# Recording with Treble Booster and Attenuator



## canrockonthisthing (Mar 16, 2007)

I like classic Rock tones. (Led Zeppelin Lemon Song, Black Sabbath early)

The plan is: Treble Booster (Beano?) into my 100W Marshall and attenuator (Weber?) between poweramp and 12x4 cab.

Would it work? 
Yes, I use P90...

Any input is welcome!

Thanks in advance.


----------



## Jeff Flowerday (Jan 23, 2006)

canrockonthisthing said:


> I like classic Rock tones. (Led Zeppelin Lemon Song, Black Sabbath early)
> 
> The plan is: Treble Booster (Beano?) into my 100W Marshall and attenuator (Weber?) between poweramp and 12x4 cab.
> 
> ...


Why not. It's nice to push the speakers by cranking up the amp, but sometimes we don't have that luxury.


----------



## Hamm Guitars (Jan 12, 2007)

Here is an old trick you might want to try:

Set up your head and cabinet in different booths (you will obviously need a long speaker cable to do this).
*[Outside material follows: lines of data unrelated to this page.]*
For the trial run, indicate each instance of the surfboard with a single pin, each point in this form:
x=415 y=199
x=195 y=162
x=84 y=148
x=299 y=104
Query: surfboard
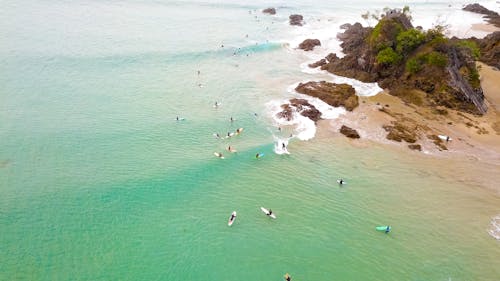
x=383 y=228
x=219 y=155
x=231 y=221
x=443 y=137
x=266 y=211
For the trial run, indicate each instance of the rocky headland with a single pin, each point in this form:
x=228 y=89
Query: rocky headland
x=309 y=44
x=434 y=83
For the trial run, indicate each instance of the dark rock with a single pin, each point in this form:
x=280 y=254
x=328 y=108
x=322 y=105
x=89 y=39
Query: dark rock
x=309 y=44
x=415 y=147
x=296 y=20
x=399 y=132
x=271 y=11
x=321 y=62
x=438 y=142
x=331 y=93
x=476 y=8
x=348 y=132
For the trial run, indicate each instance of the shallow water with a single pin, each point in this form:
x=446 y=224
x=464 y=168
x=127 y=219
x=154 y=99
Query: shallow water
x=99 y=181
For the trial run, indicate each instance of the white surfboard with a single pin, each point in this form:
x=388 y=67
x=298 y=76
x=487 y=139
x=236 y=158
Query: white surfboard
x=445 y=138
x=218 y=154
x=266 y=211
x=232 y=218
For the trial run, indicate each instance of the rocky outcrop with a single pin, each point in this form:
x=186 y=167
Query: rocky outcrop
x=349 y=132
x=301 y=106
x=296 y=20
x=321 y=62
x=403 y=59
x=331 y=93
x=309 y=44
x=398 y=131
x=415 y=147
x=491 y=16
x=458 y=81
x=271 y=11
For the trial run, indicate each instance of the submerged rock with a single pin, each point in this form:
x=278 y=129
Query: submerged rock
x=301 y=106
x=349 y=132
x=271 y=11
x=331 y=93
x=296 y=20
x=309 y=44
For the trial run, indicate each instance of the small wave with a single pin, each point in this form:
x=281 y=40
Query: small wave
x=362 y=89
x=494 y=230
x=278 y=145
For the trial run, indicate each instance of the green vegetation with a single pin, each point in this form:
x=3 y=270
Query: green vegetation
x=437 y=59
x=472 y=46
x=409 y=40
x=413 y=65
x=388 y=57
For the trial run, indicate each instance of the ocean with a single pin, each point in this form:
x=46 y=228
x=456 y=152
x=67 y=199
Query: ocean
x=99 y=181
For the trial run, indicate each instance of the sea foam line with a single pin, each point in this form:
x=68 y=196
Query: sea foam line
x=494 y=230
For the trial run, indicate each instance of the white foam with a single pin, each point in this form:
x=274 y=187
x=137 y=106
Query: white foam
x=278 y=145
x=304 y=128
x=494 y=230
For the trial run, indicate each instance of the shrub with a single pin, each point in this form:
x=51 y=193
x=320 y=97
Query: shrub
x=437 y=59
x=408 y=40
x=413 y=66
x=388 y=57
x=472 y=46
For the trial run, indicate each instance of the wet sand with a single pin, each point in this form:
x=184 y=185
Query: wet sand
x=475 y=146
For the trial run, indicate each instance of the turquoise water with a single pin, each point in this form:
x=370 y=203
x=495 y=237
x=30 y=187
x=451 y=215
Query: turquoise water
x=99 y=182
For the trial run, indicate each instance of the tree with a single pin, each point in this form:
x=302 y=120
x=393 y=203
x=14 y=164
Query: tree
x=409 y=40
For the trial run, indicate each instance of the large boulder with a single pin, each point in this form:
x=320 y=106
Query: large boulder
x=296 y=20
x=309 y=44
x=349 y=132
x=331 y=93
x=271 y=11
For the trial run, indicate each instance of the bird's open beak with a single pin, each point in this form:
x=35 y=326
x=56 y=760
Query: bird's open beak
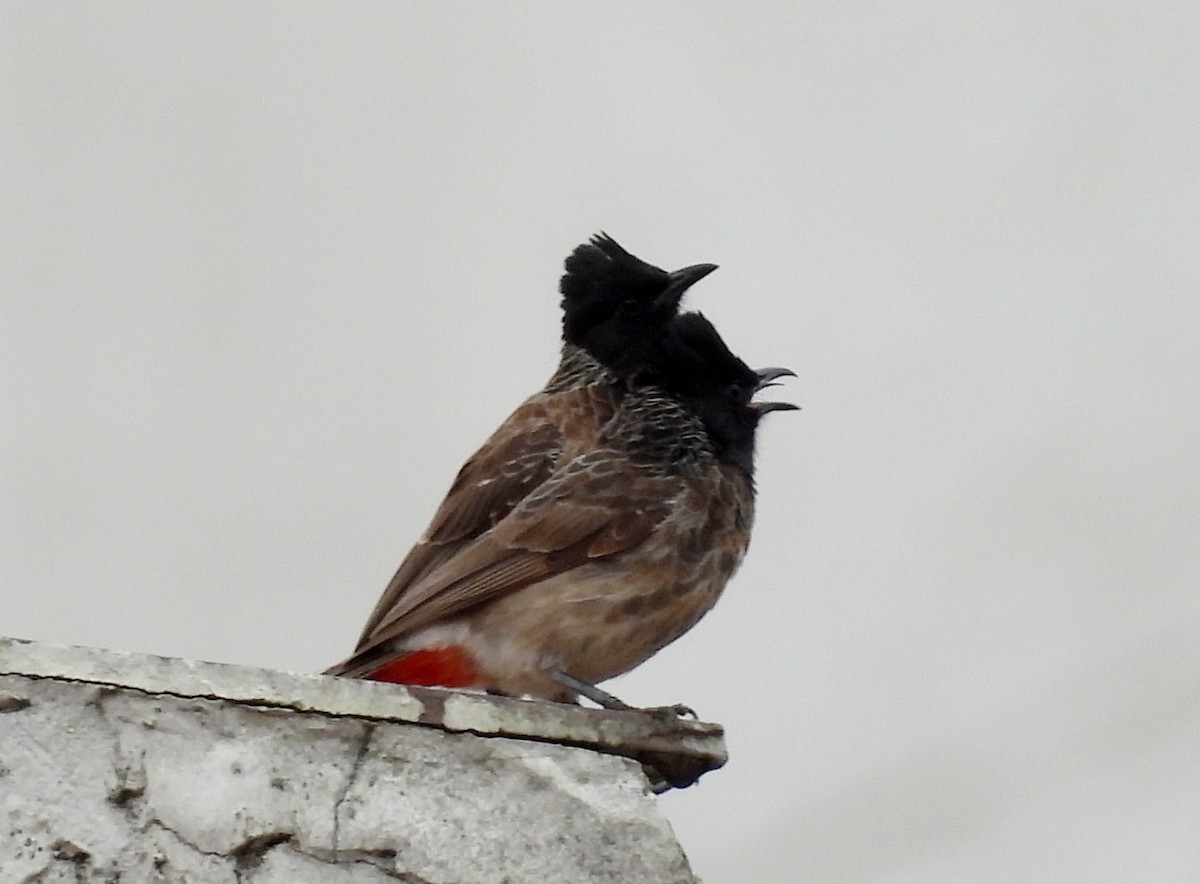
x=683 y=280
x=767 y=377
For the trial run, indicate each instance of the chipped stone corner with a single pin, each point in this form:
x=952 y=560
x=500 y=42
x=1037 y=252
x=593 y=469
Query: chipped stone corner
x=121 y=767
Mic the speaker cabinet and room as you normally would to get the sound you are after. 

Mic the tubes (yes, the tubes) on the back of your head onto a seperate track. If you listen to the tube track sperately, it doesn't sound like much, but when you mix it in with your cabinet tone just right, your sound will reek of ozone.
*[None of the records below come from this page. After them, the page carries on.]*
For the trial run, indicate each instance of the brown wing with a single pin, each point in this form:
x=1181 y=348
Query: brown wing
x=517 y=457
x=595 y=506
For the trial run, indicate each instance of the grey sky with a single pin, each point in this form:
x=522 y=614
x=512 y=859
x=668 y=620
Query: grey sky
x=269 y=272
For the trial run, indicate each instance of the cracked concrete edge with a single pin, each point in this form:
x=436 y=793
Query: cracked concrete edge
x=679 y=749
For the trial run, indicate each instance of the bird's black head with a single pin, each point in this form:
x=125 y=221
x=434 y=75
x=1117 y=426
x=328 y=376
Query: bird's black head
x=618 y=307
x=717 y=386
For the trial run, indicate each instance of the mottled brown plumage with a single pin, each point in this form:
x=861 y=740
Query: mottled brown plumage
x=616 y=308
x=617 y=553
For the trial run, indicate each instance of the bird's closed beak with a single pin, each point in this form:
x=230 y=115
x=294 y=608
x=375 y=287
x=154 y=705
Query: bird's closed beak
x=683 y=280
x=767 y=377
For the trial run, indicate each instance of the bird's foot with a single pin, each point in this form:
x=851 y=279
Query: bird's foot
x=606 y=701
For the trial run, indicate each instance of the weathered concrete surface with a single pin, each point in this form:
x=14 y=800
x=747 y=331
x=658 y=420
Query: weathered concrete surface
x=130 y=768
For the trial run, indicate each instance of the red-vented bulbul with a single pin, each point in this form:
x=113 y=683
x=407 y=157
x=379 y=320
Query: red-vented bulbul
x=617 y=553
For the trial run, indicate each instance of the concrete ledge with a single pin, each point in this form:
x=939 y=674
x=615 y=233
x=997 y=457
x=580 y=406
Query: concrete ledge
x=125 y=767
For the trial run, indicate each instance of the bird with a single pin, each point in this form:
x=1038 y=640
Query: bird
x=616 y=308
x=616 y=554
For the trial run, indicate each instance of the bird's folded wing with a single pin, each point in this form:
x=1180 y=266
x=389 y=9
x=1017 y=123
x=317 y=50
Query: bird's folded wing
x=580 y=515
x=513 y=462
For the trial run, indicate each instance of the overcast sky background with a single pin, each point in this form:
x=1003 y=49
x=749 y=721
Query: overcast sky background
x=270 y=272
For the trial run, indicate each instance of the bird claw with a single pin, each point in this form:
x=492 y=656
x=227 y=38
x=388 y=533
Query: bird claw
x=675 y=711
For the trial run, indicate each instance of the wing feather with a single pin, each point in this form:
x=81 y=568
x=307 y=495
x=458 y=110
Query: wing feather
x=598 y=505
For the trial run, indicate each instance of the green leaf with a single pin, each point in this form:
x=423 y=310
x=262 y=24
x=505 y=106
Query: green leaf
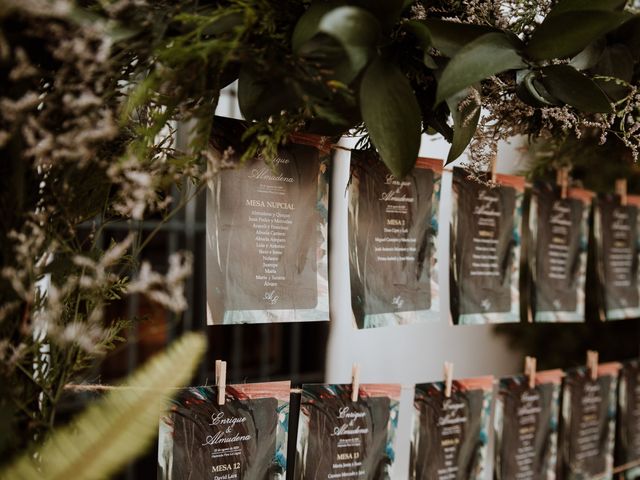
x=429 y=61
x=386 y=11
x=250 y=89
x=392 y=116
x=118 y=427
x=614 y=88
x=616 y=61
x=565 y=6
x=488 y=55
x=588 y=57
x=260 y=96
x=629 y=35
x=572 y=87
x=356 y=29
x=465 y=122
x=450 y=37
x=331 y=59
x=566 y=34
x=531 y=91
x=308 y=24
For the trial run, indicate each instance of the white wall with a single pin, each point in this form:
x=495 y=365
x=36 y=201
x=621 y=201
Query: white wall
x=412 y=353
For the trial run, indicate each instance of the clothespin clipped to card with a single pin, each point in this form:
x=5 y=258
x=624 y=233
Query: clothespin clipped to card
x=530 y=370
x=492 y=168
x=448 y=379
x=621 y=190
x=221 y=380
x=355 y=382
x=562 y=179
x=592 y=364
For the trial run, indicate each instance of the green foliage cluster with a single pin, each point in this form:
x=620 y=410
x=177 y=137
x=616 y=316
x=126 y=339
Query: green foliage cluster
x=90 y=93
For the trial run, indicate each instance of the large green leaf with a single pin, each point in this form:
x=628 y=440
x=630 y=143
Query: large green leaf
x=531 y=90
x=327 y=54
x=308 y=24
x=566 y=34
x=386 y=11
x=392 y=116
x=588 y=57
x=450 y=37
x=356 y=29
x=616 y=61
x=465 y=122
x=565 y=6
x=629 y=35
x=487 y=55
x=118 y=427
x=572 y=87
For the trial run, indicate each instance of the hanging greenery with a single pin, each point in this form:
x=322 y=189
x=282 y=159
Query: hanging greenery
x=91 y=91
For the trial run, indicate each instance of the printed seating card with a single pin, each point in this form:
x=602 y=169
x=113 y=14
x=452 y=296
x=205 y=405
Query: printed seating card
x=559 y=236
x=485 y=254
x=587 y=429
x=244 y=438
x=266 y=234
x=617 y=233
x=339 y=438
x=627 y=452
x=393 y=226
x=450 y=435
x=526 y=427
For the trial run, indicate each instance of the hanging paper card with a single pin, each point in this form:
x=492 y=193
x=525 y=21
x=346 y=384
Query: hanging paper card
x=558 y=236
x=266 y=234
x=526 y=427
x=485 y=253
x=244 y=438
x=450 y=435
x=617 y=233
x=627 y=453
x=338 y=438
x=393 y=226
x=587 y=428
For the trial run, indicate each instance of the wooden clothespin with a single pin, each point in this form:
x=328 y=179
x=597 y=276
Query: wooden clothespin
x=530 y=364
x=355 y=382
x=448 y=379
x=493 y=167
x=621 y=190
x=562 y=179
x=592 y=364
x=221 y=380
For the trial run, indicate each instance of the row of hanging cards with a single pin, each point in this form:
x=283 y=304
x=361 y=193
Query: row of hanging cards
x=580 y=424
x=514 y=252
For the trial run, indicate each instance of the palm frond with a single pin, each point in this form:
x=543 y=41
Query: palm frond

The louder the amp the better the 'tube' sound, but a power soak can be used if needed.

You won't be able to reproduce this tone live though.


----------



## Kapo_Polenton (Jun 20, 2007)

Hell yeah! This is how i run my NMV plexi clone and my Laney AOR pro tube. Full outbaby! 

p.s- the hotplate is really nice. bright and low switches to compensate for tone changes.


----------